Il primo pensiero quando mi si è presentata agli occhi quella vasca piena d’acqua tersa e praticamente vuota e quella spiaggia ordinata e silenziosa seppur con molte persone ad occuparla è stato: da noi una situazione del genere non durerebbe che qualche ora, esagerando. Perché se nei nostri territori anche le piscine a pagamento sono gremite di folle impazzite che si stanziano per ore chiassosamente ed allegramente inconsapevoli della confusione da italiano medio che arrecano, in altre parti del mondo tutto questo risulta inconcepibile.

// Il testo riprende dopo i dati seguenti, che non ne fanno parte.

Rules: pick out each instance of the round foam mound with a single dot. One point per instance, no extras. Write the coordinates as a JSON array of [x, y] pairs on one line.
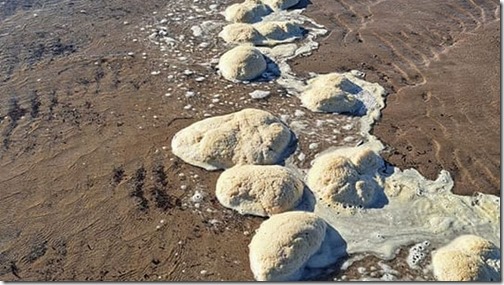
[[280, 4], [330, 93], [250, 136], [283, 244], [261, 190], [240, 33], [279, 31], [250, 11], [365, 160], [467, 258], [242, 63], [334, 179]]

Non parliamo poi dello stato in cui lasciamo i servizi igienici pubblici o le immondizie che non raccogliamo e che lasciamo sul ciglio della strada perché poi qualcuno le raccoglierà e perché comunque non sono vicino a casa nostra.

Già. Che sconfinata amarezza. Il nostro Comune, il nostro dipartimento scuola, le nostre famiglie ma non solo questi organi, bensì tutti abbiamo il dovere di batterci per garantire un futuro al nostro territorio e di conseguenza al nostro Pianeta. Non saremo di certo noi sonesi a cambiare le sorti dell’intero globo terrestre ma possiamo senz’altro smuovere le cose solo se ci proviamo, con un po’ di costanza, con un po’ di fiducia, con un po’ di collaborazione.

Molta collaborazione, frutto di passaparola, di menti aperte ed educate. E con un po’ di sfacciataggine e pelo sullo stomaco capitanati dal coraggioso senso di giustizia. E cose belle. Che portano ad altre cose belle. Ci proviamo?

Da quasi 15 anni Lugagnano è per me e la mia famiglia divenuta casa. Sono nata il 6 aprile 1981, mamma pasticciona, mi definisco un’accanita fan della vita. Mi piace modificare la mia prospettiva sul mondo e sulle cose e considero i cambiamenti fonte di potenti opportunità (ovvero adoro mettermi continuamente in discussione).